One of my all-time favorite posts of Nathan Bransford’s is the one he wrote in March, 2009 called Ten Commandments for the Happy Writer.
Right now, I’m a pretty happy writer. I try hard to live by those commandments on Nathan’s list.
But maybe you don’t want to be a happy writer. Maybe you want to be the most miserable writer you can possibly be. Well, here are my ten commandments to help you be just that. It only seems fair that we give others a fighting chance to be successful at the kind of writer they want to be, right? I can understand that being a happy writer certainly isn’t for everyone. So if misery is your goal, here you go:
1. No time for play. When you aren’t doing something writing-related, kick yourself. You are a writer and thus there is no time for anything fun in your life, ever. Even if you turn on the TV to watch FRIDAY NIGHT LIGHTS, the best show evah, you must feel guilty about it. Same goes for going to the movies or a concert or a play or out to dance. Understand this - there is no room for fun. None.
2. Send and wait. After your queries are sent out, you should sit at your computer 24/7, waiting for replies. There is nothing more important than being there when the first “No thanks” hits your inbox. No eating, no sleeping, nothing. Just sit and wait. And wait. And wait some more. When you think you may die from all the waiting, you STILL must wait, because unfortunately, death doesn’t come that easily.
3. Ignore your non-writing friends. They don’t understand what it’s like, so to hell with them. If they call and want to take you out for coffee and cupcakes because it’ll do you good to get out, just say no! Cupcakes are evil. And friends who don’t write? Of course they should be fed to the zombies and vampires we live with day in and day out.
4. Read author blogs, get jealous, and weep.
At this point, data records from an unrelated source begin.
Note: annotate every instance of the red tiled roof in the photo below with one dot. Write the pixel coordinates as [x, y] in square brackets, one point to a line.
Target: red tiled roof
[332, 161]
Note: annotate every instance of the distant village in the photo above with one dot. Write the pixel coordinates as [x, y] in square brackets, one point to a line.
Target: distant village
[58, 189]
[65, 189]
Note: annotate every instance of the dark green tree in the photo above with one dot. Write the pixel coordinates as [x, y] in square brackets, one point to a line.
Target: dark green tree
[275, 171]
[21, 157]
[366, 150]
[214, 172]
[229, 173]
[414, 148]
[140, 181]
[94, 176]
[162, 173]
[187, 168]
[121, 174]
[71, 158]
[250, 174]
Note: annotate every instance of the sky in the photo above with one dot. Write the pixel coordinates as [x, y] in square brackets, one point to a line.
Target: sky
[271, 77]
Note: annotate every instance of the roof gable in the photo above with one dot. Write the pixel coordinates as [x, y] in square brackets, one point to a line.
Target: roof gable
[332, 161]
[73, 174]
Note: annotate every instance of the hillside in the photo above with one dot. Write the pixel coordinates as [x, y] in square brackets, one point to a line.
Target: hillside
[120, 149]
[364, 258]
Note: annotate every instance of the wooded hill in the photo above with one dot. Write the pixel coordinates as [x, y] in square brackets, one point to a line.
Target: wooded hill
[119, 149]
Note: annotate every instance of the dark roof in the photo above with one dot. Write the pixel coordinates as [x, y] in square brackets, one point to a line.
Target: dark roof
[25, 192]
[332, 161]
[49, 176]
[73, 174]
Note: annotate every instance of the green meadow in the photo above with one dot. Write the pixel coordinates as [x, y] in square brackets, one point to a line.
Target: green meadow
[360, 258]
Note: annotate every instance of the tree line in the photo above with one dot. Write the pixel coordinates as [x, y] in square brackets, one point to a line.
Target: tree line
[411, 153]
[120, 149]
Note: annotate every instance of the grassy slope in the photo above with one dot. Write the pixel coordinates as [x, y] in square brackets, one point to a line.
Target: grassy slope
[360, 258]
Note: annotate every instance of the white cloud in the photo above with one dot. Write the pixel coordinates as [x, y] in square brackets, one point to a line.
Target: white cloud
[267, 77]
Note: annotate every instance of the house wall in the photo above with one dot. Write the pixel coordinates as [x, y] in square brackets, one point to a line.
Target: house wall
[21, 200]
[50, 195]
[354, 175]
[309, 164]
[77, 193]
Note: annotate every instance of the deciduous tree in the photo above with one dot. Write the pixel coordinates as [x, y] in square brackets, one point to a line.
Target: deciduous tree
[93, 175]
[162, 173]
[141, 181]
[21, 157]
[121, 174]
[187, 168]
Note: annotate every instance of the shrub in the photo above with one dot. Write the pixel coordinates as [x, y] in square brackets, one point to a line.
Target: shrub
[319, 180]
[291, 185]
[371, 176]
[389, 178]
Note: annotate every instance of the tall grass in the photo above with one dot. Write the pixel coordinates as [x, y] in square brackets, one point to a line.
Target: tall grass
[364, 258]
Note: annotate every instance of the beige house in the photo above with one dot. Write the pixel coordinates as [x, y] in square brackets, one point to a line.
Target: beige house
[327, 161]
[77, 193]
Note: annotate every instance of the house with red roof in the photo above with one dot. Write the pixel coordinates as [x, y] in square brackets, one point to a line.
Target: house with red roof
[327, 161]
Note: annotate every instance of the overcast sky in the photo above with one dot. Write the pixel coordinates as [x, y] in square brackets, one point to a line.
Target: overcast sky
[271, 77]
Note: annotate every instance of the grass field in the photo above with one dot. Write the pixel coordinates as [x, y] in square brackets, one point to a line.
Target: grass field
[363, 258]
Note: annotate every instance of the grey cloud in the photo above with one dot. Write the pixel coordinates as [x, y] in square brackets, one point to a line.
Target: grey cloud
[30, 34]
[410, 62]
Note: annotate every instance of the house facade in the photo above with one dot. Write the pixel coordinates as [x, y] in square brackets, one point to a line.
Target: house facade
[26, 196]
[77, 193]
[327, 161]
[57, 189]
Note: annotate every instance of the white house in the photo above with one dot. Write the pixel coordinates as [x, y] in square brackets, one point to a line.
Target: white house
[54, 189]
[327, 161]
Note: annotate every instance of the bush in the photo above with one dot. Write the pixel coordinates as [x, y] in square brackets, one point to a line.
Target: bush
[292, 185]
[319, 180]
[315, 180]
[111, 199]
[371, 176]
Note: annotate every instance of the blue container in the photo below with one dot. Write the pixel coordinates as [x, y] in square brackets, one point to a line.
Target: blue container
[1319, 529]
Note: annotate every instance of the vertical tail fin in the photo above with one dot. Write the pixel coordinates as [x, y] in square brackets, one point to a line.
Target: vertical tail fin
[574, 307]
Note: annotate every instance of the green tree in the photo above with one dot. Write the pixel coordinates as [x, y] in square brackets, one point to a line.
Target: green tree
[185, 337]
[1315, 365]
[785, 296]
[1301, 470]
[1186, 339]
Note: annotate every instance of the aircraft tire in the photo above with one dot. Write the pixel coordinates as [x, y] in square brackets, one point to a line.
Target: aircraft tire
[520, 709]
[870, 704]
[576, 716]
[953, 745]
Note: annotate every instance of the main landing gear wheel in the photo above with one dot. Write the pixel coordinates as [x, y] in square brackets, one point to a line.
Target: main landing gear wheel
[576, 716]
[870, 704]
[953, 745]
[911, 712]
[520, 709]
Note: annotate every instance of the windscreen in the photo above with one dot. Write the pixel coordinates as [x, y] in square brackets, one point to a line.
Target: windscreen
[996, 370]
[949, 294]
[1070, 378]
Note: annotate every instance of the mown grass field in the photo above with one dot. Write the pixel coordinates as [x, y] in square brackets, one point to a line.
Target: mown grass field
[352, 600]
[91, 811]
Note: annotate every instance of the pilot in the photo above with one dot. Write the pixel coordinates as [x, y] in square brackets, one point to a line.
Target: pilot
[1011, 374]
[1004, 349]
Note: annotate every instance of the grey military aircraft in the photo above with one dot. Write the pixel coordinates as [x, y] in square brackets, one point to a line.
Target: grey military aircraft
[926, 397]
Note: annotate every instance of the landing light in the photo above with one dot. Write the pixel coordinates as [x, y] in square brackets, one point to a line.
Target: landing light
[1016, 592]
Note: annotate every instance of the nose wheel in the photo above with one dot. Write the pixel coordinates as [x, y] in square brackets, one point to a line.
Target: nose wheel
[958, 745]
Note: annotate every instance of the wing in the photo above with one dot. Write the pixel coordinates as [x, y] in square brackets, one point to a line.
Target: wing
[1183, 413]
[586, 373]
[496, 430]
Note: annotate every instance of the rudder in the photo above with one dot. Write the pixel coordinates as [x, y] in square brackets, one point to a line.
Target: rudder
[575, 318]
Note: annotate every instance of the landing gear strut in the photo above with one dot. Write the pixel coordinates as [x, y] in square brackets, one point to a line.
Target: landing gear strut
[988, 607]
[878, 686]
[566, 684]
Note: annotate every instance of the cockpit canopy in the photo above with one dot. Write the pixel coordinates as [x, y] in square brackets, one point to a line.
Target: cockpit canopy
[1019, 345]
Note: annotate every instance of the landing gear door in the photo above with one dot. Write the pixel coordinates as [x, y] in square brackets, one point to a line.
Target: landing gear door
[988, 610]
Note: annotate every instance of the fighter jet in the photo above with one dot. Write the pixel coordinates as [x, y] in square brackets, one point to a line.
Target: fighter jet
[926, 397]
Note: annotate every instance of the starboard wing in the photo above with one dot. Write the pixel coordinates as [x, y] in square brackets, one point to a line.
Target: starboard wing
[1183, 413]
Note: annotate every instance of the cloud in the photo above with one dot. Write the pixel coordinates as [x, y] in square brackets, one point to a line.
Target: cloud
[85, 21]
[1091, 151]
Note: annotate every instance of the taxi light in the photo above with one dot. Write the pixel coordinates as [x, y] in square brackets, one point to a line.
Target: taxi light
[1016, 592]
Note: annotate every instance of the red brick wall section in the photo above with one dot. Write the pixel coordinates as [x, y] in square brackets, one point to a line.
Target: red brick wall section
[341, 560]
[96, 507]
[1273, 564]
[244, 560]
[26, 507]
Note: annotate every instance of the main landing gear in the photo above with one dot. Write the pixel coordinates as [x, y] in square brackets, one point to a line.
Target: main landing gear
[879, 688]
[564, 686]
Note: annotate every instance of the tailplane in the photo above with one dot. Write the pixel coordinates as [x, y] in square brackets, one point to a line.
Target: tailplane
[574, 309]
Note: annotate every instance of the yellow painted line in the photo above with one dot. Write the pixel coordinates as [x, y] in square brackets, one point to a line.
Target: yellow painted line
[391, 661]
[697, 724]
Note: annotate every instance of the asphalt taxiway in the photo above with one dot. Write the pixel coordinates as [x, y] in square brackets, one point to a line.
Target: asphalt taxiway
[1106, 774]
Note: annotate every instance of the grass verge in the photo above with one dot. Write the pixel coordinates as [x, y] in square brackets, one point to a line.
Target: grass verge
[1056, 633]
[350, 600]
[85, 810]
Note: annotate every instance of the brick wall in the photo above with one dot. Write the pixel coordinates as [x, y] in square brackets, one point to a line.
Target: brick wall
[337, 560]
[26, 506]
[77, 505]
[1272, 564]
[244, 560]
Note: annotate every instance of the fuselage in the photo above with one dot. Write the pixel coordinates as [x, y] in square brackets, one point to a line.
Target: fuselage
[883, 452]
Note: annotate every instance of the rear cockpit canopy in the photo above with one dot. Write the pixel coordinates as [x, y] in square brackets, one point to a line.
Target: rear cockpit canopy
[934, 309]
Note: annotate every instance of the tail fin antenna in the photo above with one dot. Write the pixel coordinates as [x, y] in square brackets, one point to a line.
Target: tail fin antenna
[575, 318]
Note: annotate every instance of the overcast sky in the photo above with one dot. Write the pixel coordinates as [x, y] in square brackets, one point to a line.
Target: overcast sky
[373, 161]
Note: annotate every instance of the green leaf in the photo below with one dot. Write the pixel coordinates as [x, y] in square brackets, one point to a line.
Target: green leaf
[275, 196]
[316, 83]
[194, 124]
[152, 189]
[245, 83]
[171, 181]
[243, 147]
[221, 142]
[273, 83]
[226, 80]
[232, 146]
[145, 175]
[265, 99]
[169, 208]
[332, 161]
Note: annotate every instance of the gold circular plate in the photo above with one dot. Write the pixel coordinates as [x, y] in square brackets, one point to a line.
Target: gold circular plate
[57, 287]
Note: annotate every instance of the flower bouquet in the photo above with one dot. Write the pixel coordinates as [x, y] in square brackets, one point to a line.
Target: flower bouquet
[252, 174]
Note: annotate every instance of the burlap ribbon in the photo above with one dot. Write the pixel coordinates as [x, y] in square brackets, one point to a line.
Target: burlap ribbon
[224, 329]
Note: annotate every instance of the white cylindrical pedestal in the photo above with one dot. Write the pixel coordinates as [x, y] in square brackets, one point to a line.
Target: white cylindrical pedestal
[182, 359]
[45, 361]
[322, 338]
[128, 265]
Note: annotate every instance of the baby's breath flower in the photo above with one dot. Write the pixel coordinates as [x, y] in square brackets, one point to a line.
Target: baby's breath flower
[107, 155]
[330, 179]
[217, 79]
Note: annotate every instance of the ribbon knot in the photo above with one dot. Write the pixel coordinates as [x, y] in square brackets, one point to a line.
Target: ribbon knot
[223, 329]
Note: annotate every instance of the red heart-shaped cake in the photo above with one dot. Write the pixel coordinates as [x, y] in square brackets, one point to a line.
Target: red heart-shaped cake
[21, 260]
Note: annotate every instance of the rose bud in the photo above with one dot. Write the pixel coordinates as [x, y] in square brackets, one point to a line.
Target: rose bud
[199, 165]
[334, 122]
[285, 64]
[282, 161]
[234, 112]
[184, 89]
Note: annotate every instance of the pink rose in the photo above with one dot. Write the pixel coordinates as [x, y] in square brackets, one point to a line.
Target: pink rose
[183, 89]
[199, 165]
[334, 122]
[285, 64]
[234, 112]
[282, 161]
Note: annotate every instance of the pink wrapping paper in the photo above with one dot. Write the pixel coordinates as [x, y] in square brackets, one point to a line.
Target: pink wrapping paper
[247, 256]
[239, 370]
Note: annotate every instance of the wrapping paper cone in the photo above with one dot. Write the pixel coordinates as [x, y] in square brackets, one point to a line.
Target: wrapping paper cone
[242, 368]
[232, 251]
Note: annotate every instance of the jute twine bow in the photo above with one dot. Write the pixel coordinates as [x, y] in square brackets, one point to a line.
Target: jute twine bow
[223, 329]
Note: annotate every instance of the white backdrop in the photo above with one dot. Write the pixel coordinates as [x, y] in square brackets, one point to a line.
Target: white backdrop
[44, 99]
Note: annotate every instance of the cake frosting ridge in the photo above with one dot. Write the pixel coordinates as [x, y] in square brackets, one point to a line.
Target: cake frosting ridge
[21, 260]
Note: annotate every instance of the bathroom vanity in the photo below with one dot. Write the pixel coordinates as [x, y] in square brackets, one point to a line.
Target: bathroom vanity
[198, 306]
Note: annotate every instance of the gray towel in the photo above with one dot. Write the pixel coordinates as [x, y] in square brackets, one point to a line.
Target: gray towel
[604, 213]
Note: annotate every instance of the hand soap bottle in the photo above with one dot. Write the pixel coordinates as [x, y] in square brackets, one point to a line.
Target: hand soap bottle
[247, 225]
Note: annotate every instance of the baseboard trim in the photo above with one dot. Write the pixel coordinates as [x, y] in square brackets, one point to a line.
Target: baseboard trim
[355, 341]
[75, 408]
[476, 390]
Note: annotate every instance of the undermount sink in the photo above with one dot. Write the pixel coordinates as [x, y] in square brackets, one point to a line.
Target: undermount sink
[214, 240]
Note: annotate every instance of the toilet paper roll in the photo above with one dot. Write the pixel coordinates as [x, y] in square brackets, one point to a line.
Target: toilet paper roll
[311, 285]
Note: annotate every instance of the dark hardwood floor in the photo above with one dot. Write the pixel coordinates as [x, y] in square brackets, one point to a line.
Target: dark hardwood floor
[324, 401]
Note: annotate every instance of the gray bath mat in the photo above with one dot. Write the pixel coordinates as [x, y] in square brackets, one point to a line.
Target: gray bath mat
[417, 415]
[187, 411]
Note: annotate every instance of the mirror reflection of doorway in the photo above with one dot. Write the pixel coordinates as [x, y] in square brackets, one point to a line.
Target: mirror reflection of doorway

Peruse other blogs and read about other writers’ sales and curse the world that it's not you. Because, you know, you could buy a new pen if you actually sold a book. Maybe even TWO! You’ve been wanting a new pen, right? A shiny, sparkly one that writes letters in the most spectacular way! You want one. And it’s not fair because that other writer can buy one now, and you can’t. No fair!!
5. Get pissed and blog about it. Rejection after rejection after rejection and it’s not enough to cry and scream into your pillow at night. Oh no, you should put it on the web for all to see and let others feel your pain. You can even get specific – give names of those terrible people who had the nerve to reject you. Misery loves company, right? Oh yes it does. Loves it so much you’ll be talked about behind your back for months. So yeah, go on, talk up that misery!
6. Read about writing, but don’t write. Buy books about writing. Go to conferences about writing. Read blogs about writing. And all the while, dream about your book on the shelf with your name on it. Take it all in, but don’t you dare do the hard work to do the writing. Oh no, because real writing is for people who have the time to do the work. And you just don’t have the time. Someday you’ll get to it…
7. Don’t get feedback on your work. Nope, feedback from critique partners will just ruin it. No one will understand your book and be able to offer good feedback, so you’re just better at going it alone. Fifty rejections later, there’s NOTHING wrong with your book, those agents are ALL wrong, every last one of them. Keep submitting that 130,000 word middle-grade novel that will surely get you published like HARRY POTTER got J.K. Rowling published. Because you know everything, right?
8. Query on the same book forever. Don’t write another one. No, do NOT write another one. Just keep collecting the no’s on that one you wrote eight years ago that came sort of close one time, but since has collected 287 rejections.
9. Take rejections personally. Let them eat at your heart and soul. Your writing sucks so that must mean you suck as a human being. Go to bed and stay there. At least until you’re ready to query again and then, only send one when you’re ready and willing to take one in the heart again.
10. Believe the negative talk. Last but certainly not least, your ego loves to tell you how crappy you are and that you’ll never amount to anything and you couldn’t write a decent sentence if your eighth grade teacher came back from the dead to help you. Your ego is designed to protect your poor, helpless self, and doesn’t care one bit about your dreams and whether or not they come true, so listen to the ego and believe it. And then, THEN, write with that ugly voice in your head. I’m pretty sure that’s about as miserable as it gets.
Anything I’ve forgotten? Please, enlighten us. The miserable writers can never get enough misery, that’s for sure!